To deliver an opinion, is the right of all men; that of constituents is a weighty and respectable opinion, which a representative ought always to rejoice to hear; and which he ought always most seriously to consider. But authoritative instructions; mandates issued, which the member is bound blindly and implicitly to obey, to vote, and to argue for, though contrary to the clearest conviction of his judgment and conscience,–these are things utterly unknown to the laws of this land, and which arise from a fundamental mistake of the whole order and tenor of our constitution.

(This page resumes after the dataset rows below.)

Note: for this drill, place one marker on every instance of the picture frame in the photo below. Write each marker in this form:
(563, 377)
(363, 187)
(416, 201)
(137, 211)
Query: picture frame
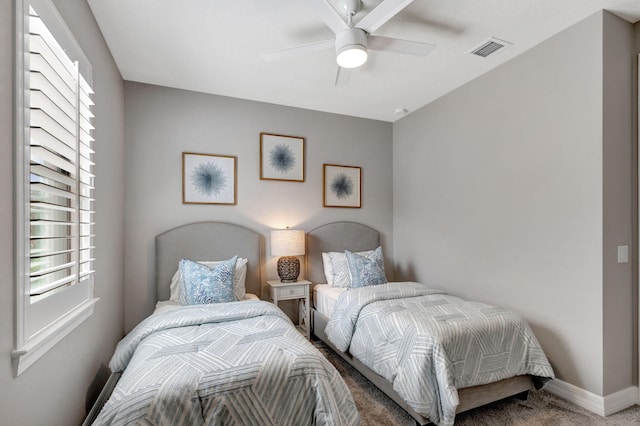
(209, 179)
(281, 157)
(341, 186)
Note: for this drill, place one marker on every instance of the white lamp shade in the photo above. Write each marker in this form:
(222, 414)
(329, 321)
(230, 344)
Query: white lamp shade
(287, 242)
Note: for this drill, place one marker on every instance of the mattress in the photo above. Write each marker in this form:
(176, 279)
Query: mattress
(325, 298)
(167, 305)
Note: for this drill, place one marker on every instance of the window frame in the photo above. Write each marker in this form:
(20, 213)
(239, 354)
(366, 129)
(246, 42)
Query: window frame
(39, 326)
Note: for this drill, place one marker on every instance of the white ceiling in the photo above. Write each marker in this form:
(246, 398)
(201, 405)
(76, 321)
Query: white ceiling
(214, 46)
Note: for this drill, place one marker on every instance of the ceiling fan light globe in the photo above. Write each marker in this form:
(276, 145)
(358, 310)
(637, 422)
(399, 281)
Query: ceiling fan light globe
(352, 56)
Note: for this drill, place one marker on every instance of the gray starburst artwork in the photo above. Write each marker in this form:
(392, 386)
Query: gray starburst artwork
(208, 179)
(341, 186)
(281, 158)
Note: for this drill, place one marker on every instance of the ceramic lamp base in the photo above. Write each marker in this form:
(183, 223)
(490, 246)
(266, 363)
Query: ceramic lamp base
(288, 269)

Parliament is not a congress of ambassadors from different and hostile interests; which interests each must maintain, as an agent and advocate, against other agents and advocates; but parliament is a deliberative assembly of one nation, with one interest, that of the whole; where, not local purposes, not local prejudices, ought to guide, but the general good, resulting from the general reason of the whole. You choose a member indeed; but when you have chosen him, he is not member of Bristol, but he is a member of parliament. If the local constituent should have an interest, or should form an hasty opinion, evidently opposite to the real good of the rest of the community, the member for that place ought to be as far, as any other, from any endeavour to give it effect. I beg pardon for saying so much on this subject. I have been unwillingly drawn into it; but I shall ever use a respectful frankness of communication with you. Your faithful friend, your devoted servant, I shall be to the end of my life: a flatterer you do not wish for. On this point of instructions, however, I think it scarcely possible, we ever can have any sort of difference. Perhaps I may give you too much, rather than too little trouble.